Ma questo perché non mi conoscete. Metto la testa sul mute e, dentro di me, riesco a sbrigare qualche faccenda che mi restava in pending. Quando il monologo volge al termine sono pronto a rientrare dal pilota automatico alla guida manuale con maestria e concludo con un “pazzesco!” , un “ma dài” o un “che storia!”, e il gioco è fatto.

Nel lavoro che facevo prima me la cavavo altrettanto alla grande nelle call con gli stranieri. Il mio inglese è quello che è, me la cavicchio ma al telefono sono un disastro. Così lasciavo scorrere la conversazione rilasciando saltuariamente i soliti convenevoli (yes, yep, I see, sure, great, fantastic, ok, terrific e compagnia bella) e quando era il mio turno di parlare dicevo cose contestualizzate al tema del meeting telefonico ma che non necessariamente c’entravano con quello che era stato detto sino ad allora. Un metodo rodato che funziona sempre.
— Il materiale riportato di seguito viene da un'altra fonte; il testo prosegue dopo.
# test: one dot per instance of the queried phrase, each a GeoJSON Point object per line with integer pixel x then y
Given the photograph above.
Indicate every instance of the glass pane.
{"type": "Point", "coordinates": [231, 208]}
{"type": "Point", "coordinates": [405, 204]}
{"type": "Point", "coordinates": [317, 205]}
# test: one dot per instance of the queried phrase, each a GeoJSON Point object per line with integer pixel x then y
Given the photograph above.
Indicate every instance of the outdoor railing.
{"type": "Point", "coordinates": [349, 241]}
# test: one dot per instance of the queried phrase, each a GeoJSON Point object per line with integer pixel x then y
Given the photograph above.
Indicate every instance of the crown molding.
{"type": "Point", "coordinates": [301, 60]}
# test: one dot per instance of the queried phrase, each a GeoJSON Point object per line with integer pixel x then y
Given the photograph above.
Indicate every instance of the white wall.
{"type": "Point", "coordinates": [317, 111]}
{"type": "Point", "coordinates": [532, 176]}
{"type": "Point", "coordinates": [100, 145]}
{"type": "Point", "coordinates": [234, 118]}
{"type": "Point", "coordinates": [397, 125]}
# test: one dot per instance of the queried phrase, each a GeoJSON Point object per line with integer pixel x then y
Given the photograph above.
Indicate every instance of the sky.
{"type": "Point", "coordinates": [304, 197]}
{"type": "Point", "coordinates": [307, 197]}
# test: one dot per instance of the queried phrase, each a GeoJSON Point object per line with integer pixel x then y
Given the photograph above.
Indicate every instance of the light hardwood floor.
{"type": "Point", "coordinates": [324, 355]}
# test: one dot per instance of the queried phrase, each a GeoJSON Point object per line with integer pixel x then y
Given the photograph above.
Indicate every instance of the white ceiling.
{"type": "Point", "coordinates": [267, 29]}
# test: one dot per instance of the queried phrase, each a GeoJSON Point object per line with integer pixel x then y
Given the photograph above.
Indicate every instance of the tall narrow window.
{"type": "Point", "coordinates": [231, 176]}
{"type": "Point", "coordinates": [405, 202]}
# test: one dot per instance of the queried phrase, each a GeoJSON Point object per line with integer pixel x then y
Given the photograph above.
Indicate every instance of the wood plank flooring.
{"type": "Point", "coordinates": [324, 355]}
Tutta questa lunga esperienza e la tecnica che sono riuscito a sviluppare oggi è perfetta per il mio nuovo lavoro. I bambini di sei/sette anni sono un continuo raccontare qualcosa al maestro. Mi stupisco sempre di tutta questa voglia di confrontarsi che poi, nel giro di qualche tempo, si consumerà esclusivamente in una cameretta con lo smartphone acceso in mano. I miei alunni sono devastanti, da questo punto vista. E non sarebbe un problema se 1. non sapessero parlare 2. non parlassero con le mani davanti alla bocca 3. non avessero un volume di voce inesistente 4. non chiedessero le cose mentre il resto della classe intorno sposta sedie, banchi ed equipaggiamento scolastico come se non ci fosse un domani 5. non parlassero rivolgendo l’apparato fonatorio dalla parte in cui è accaduta la cosa che ti vogliono raccontare e non verso l’insegnante 6. non chiedessero cose assurde tipo maestro Rebecca ha detto che non posso essere un gatto unicorno perché nel gioco che stanno facendo non esistono 7. il maestro non fosse quasi sordo. Ed è inutile chiedere di ripetere perché nemmeno la seconda e la terza e la decima volta non risolverebbero la situazione.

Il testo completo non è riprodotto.